LookItsMeAgain · 08/07/2024 17:32

TheSpoonyNavyReader · 07/07/2024 12:31

I do everything for my parents, my sibling lives aboard in an EU country.

Based on this post, and the amount that you mention in another post, I'd withdraw my availability and take a step back in what you do for your parents. If they are not giving you the money now, let them pay for the services that you are doing for them. Along with stepping back, I'd make it very clear that the reason I'm stepping back is because out of nowhere, they have made a conscious decision to begin to treat you differently so you feel that you must protect yourself and your family from whatever decisions they might plan to make in the future.

Yokooko · 08/07/2024 19:02

Have they any idea you feel upset about this?

44PumpLane · 08/07/2024 19:16

OO I thoroughly understand. Everything has been equal up to now, and it sounds like your parents have gone to great lengths to affirm repeatedly that "everything is the same", but then they have suddenly changed the rules and it's you that's left out in the cold.

The only thing I'd say about the lack of codicil/amendment to the will is do you believe you sibling will honour the fact you are owed £150k before the rest is split? If you don't then maybe have further conversations with your parents, lay out your concerns.

My parents will is 50/50 between me and my sibling, but due to circumstances I won't go in to, I happen to have a flat in my name that is worth £X. There is nothing in the will about this, but we all know.

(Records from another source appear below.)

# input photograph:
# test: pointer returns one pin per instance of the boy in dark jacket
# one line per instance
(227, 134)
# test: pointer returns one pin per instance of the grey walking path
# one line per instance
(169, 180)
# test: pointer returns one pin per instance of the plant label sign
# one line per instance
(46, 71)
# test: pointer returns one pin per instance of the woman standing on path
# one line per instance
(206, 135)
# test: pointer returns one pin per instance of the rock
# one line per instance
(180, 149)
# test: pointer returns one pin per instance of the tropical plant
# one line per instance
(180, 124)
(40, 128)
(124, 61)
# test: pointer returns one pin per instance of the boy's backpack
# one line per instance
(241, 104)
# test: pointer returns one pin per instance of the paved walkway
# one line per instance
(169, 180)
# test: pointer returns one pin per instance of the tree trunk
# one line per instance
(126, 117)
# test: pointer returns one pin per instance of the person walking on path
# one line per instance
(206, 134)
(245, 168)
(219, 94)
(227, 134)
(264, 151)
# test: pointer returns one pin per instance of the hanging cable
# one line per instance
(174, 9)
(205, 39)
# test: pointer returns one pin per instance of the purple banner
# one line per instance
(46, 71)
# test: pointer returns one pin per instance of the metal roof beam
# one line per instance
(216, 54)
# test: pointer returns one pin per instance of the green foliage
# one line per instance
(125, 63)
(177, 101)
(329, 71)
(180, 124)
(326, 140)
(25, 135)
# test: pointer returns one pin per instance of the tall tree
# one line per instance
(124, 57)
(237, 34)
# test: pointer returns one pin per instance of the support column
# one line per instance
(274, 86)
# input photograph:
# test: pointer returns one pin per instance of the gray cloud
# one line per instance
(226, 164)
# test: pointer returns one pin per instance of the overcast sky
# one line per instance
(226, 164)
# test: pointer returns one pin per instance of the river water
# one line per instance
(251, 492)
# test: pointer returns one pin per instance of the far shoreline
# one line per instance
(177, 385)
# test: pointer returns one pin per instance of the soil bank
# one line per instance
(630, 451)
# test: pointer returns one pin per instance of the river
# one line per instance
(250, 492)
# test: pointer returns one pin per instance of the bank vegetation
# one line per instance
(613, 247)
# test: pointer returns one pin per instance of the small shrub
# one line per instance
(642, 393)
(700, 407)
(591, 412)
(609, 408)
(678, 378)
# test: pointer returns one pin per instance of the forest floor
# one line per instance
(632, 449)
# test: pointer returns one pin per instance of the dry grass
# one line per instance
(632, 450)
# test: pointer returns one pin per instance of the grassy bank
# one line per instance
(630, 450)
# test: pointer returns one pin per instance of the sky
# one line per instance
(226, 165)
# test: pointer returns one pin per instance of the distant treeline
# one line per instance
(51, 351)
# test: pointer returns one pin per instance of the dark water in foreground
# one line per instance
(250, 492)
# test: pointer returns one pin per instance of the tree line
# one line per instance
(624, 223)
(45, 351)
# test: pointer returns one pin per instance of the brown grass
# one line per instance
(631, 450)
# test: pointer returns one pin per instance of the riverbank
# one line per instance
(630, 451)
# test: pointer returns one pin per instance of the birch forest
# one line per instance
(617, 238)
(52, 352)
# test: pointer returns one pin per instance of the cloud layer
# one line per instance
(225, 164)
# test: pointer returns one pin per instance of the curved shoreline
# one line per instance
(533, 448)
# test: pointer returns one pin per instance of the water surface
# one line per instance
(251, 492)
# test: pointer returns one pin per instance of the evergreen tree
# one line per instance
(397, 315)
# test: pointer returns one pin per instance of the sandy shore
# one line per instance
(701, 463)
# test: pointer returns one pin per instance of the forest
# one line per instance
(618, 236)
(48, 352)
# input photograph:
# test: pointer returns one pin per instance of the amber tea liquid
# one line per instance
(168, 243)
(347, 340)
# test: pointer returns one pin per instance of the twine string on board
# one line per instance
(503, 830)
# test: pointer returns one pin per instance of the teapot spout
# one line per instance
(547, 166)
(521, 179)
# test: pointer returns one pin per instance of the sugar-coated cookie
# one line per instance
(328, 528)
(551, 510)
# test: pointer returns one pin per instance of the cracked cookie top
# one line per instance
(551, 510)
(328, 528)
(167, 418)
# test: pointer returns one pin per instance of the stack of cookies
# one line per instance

I love my parents, I respect my parents, and when the time comes I will absolutely be honouring their wishes and ensuring the property is considered as part of their estate when we are working though it all- I would never dishonour my parents by trying to slyly keep the extra.

Only you know whether you feel your sibling is the same.

Nanaof1 · 10/07/2024 20:12

TheSpoonyNavyReader · 08/07/2024 01:05

No nothing for my parents to stay in when they visit, the annex has been built which my parents paid for, and I was not given the extra that it cost my parents.

I am not angry with my sibling, I am not angry about the money just the fact that the fairness has not happened.

I feel you OP. I would be very hurt if suddenly, a promise of equal treatment was just broken.

I think many of us already realize that your sibling will NOT remember to be trustworthy and fair when your parents die. The fact that they asked for money for unimportant things and got cosmetic surgery, shows me they will want as much as they can get when the time comes.

I would have trouble being around my parents, knowing I was less favored and I would feel less loved. I just would not be able to help it.